Abdulkarim freely admits that his preference would be placing direct orders with Airbus. “It makes sense to avoid the extra cost of re-training the team to work on a new model,” he explained. “But the main priority is to continue operating and, in order to do that, I need to find alternatives in case the Europeans decide to continue with the sanctions.”
SyrianAir is, therefore, talking to Irkut about an order for “at least 15 to 20 aircraft”, with deliveries expected between 2022 and 2025. That would return the fleet to its original size in the early 2000s, when Boeing 727s and 747SPs were also operated by the airline.
Crucially, Irkut is working to replace the MC-21’s US-made Pratt & Whitney PW1000G engines with locally produced Aviadvigatel PD-14 turbofans.
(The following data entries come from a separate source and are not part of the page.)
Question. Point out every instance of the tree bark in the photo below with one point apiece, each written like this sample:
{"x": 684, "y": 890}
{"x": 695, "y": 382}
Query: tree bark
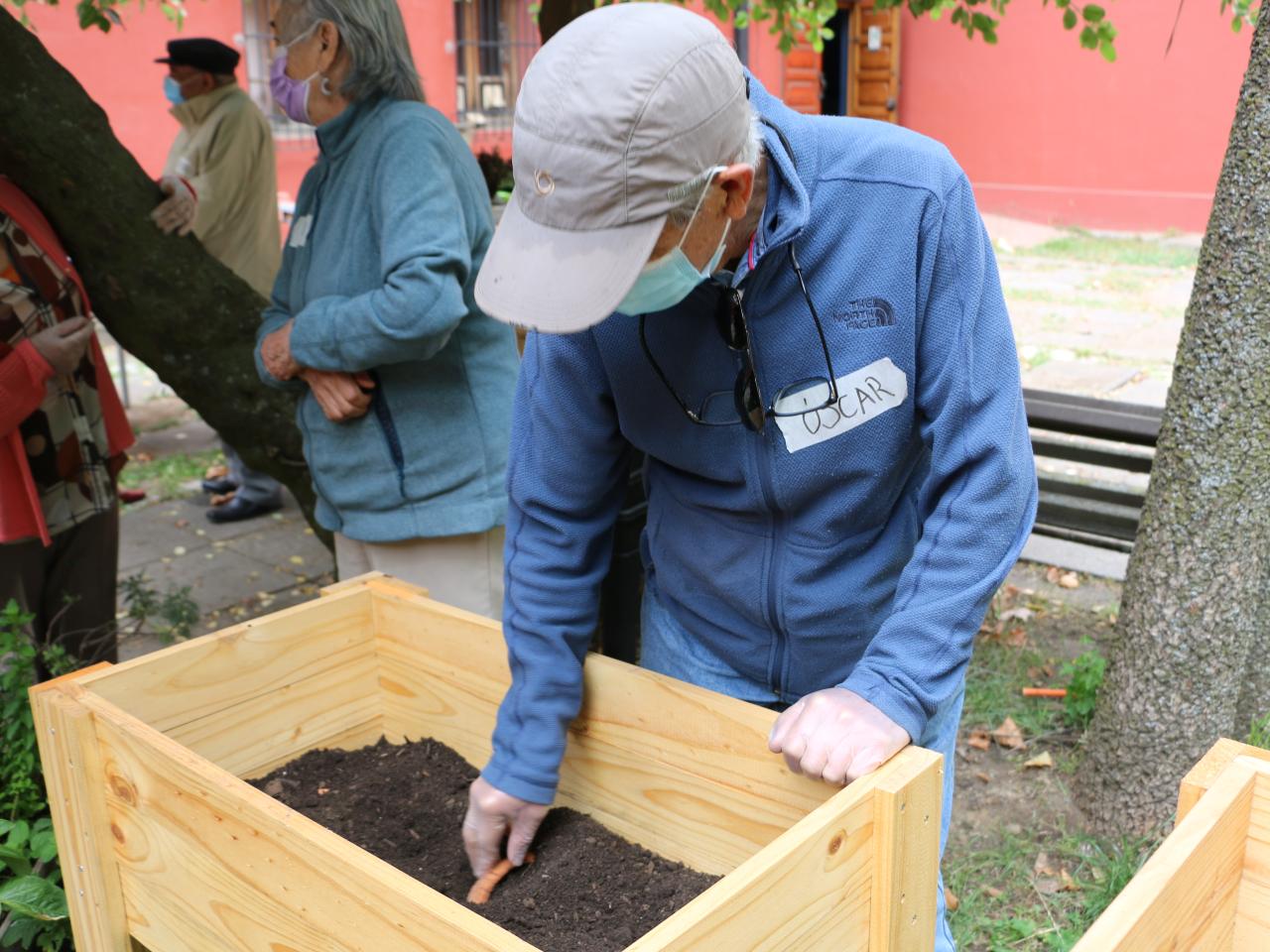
{"x": 164, "y": 298}
{"x": 1191, "y": 661}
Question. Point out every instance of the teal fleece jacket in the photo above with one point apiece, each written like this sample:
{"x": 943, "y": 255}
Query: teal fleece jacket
{"x": 391, "y": 225}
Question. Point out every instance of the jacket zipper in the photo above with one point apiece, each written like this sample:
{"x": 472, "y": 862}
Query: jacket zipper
{"x": 775, "y": 674}
{"x": 389, "y": 429}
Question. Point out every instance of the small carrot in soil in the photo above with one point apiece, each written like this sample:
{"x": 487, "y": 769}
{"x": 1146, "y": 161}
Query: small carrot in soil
{"x": 484, "y": 888}
{"x": 1044, "y": 692}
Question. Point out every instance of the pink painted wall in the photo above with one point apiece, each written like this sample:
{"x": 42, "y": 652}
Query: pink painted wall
{"x": 1046, "y": 130}
{"x": 1052, "y": 132}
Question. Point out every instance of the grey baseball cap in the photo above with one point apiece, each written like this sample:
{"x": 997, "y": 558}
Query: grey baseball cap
{"x": 617, "y": 109}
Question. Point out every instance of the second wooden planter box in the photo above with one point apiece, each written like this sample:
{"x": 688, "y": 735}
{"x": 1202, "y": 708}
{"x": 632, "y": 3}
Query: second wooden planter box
{"x": 163, "y": 841}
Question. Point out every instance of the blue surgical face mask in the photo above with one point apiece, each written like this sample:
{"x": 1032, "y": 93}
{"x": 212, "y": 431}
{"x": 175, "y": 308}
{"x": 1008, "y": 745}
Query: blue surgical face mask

The switch reflects Moscow’s growing desire to untangle its domestic industries from western supply chains – a dependency that leaves strategic parts of the Russian economy exposed to sanctions. Though it will be some time before MC-21 production lines are fully autonomous, Abdulkarim believes the threshold needed to de-fang sanctions has already been passed.
“The model is 80% Russian,” he noted. “And we have words from the company’s management that they were able to get approval from the board members to begin selling the product.”
Asked for its perspective on a possible deal between Irkut and SyrianAir, the US Treasury fired a warning shot to Russia: “Anyone that provides material support to, or knowingly engages in significant transactions with, SyrianAir may themselves be sanctioned by the United States.”
Even putting aside the threat of sanctions, Syria faces immense challenges on the path to normalisation.
Years of conflict have left many people, particularly westerners, unable to associate the country with anything other than mindless bloodletting.
But, just as Beirut rehabilitated its image after Lebanon’s long and brutal civil war, Damascus will, inevitably, one day be seen as just another capital city. Visiting friends and relatives (VFR) traffic will almost certainly be the driving force behind this recovery, fostering links with the outside world long before tourists and business travellers return.
Abdulkarim recalled how dozens of foreign airlines flew to Syria before the war, including major European carriers like Air France and Alitalia. The UAE alone had 55 weekly flights to the country.
Today, in sharp contrast, Syrian skies are dominated by just the flag-carrier and Cham Wings, a privately owned domestic rival. The only foreign airlines serving the country are Iranian and Iraqi.
That represents a tiny fraction of the air transport network that Syria’s 19 million citizens will need if they are to begin re-building their homeland. No matter how reluctant western powers may be to engage with President Assad, commercial flying in the country is destined to grow exponentially from its current, depressed level.
“There is total security and stability,” Abdulkarim concluded. “There is no reason for airlines to keep their operations suspended at Damascus Airport.”
• Interview translated by Mohammed Emad.